The increased contamination of aquatic systems with pharmaceuticals, pesticides, dyes, and phenols alarms the livelihood of our ecosystem (Shi et al. 2020; Balakrishnan et al. 2023b). Researchers were drawn to photocatalytic water treatment technology over adsorption because this technology is more environmentally friendly (Rajagopal et al. 2020; Chinthala et al. 2021). The fundamental mechanism is to oxidize the sponge photocatalyst to degrade the organic pollutants with the assistance of ultraviolet or visible light. The sponge-based photocatalysts exhibit great catalytic activity due to their highly porous three-dimensional structure, abundant active sites, and enhanced adsorption.

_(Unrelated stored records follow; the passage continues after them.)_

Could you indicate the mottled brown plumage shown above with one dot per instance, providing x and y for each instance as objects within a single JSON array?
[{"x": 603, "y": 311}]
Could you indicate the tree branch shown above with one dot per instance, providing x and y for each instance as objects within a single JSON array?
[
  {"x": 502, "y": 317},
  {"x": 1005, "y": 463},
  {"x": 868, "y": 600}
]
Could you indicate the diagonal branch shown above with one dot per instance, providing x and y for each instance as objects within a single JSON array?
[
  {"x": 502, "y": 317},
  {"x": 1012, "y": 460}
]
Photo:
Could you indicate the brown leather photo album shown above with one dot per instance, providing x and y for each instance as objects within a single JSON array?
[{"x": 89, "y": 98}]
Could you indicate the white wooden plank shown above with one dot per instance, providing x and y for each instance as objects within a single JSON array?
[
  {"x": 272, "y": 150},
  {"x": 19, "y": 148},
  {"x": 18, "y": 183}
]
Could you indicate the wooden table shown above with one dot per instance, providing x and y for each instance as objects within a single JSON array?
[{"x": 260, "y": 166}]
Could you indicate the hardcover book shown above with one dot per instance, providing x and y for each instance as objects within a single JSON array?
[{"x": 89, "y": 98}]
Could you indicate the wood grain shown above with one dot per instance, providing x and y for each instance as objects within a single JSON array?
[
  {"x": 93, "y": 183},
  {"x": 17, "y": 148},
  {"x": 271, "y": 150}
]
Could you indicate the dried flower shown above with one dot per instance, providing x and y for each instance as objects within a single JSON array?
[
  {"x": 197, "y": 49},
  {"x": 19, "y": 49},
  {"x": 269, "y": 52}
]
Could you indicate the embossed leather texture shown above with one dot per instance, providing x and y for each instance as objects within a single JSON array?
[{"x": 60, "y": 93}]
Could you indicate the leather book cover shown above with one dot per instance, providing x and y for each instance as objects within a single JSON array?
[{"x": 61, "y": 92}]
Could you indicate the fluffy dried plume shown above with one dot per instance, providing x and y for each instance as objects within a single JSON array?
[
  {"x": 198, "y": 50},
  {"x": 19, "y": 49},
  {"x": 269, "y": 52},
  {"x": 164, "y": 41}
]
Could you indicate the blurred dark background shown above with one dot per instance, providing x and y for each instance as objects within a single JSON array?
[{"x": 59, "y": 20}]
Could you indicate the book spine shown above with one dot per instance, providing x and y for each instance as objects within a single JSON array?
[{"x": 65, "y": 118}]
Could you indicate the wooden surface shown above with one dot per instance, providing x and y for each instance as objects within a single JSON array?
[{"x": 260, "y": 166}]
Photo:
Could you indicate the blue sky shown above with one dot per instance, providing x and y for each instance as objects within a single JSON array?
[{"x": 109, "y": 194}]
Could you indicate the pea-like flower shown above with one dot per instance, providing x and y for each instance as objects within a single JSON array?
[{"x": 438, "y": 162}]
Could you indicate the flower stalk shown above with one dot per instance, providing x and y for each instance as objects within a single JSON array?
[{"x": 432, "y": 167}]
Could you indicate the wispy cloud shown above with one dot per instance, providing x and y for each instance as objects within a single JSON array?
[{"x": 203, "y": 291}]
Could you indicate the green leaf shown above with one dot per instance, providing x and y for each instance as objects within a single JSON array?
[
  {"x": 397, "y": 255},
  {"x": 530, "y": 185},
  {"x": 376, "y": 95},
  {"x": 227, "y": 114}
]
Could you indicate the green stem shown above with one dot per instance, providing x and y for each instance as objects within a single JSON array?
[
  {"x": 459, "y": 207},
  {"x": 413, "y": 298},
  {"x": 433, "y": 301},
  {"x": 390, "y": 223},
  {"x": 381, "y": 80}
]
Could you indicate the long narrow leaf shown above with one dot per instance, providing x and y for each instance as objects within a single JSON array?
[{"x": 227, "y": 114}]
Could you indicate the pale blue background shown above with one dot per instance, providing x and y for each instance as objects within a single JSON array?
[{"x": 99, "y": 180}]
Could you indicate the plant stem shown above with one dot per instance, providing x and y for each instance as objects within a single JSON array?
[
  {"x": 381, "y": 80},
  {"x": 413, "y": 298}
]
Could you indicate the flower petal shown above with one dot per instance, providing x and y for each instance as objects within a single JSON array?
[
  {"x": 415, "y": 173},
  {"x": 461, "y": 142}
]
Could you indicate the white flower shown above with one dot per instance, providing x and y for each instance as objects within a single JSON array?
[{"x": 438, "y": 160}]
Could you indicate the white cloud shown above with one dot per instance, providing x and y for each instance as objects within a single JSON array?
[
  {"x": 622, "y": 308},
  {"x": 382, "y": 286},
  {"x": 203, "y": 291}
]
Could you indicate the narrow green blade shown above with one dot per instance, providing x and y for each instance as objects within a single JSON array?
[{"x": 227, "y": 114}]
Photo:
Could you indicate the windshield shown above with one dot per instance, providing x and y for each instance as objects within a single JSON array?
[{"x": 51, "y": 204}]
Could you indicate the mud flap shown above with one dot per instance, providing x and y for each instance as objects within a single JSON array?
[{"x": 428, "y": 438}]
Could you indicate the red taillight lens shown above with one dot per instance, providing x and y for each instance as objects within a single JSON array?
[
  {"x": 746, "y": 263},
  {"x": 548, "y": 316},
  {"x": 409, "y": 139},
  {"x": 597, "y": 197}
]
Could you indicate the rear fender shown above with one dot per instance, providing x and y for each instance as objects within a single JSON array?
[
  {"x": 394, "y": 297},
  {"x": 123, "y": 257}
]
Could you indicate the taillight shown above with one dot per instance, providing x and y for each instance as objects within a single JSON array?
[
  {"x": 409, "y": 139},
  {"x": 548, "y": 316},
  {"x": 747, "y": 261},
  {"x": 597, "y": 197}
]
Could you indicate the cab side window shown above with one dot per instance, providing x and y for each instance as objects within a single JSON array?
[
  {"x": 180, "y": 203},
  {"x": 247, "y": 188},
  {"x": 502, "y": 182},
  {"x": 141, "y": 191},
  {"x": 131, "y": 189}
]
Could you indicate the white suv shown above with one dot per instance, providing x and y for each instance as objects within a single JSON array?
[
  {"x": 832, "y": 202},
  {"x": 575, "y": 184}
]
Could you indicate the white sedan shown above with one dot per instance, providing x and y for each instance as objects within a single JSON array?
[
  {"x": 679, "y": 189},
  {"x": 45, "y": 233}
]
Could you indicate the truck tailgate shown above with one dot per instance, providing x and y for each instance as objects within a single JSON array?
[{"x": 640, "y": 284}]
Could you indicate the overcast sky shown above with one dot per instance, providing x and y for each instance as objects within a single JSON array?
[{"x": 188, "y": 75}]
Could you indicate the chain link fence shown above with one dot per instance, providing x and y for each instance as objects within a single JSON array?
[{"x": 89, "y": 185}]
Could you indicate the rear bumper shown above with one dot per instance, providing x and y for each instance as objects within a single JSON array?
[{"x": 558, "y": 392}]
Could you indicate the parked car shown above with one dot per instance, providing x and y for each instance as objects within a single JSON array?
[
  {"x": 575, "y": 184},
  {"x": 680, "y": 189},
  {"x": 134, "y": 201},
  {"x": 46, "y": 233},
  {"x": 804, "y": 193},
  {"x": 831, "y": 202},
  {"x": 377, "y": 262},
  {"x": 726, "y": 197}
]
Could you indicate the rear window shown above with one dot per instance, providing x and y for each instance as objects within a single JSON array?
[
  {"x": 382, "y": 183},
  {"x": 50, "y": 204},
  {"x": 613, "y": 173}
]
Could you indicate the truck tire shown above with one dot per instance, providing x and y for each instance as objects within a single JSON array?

The majority of researchers have conducted the removal of dyes rather than other organic contaminants due to the higher accessibility and ease of analysis. For instance, Gao et al. (2022c) developed stable and highly elastic graphitic carbon nitride (g-C3N4)/polyvinyl alcohol sponges via the co-polymerization method. The prepared sponge composites exhibited predominant porosity, and elastic deformation property makes them adaptable to attain different shapes. The photocatalytic degradation studies reported a 79% elimination of tetracycline within 80 min. The total organic carbon removal studies stated a maximum removal of 58% and 76% for Rhodamine B and tetracycline, respectively. The sponges exhibited a recyclability of ten cycles toward the Rhodamine B. The elastic graphitic carbon nitride/polyvinyl alcohol sponges can be easily tailored to a larger scale due to durability and outstanding stability. The predominant catalyst efficiency is ascribed to improved optical properties and porosity.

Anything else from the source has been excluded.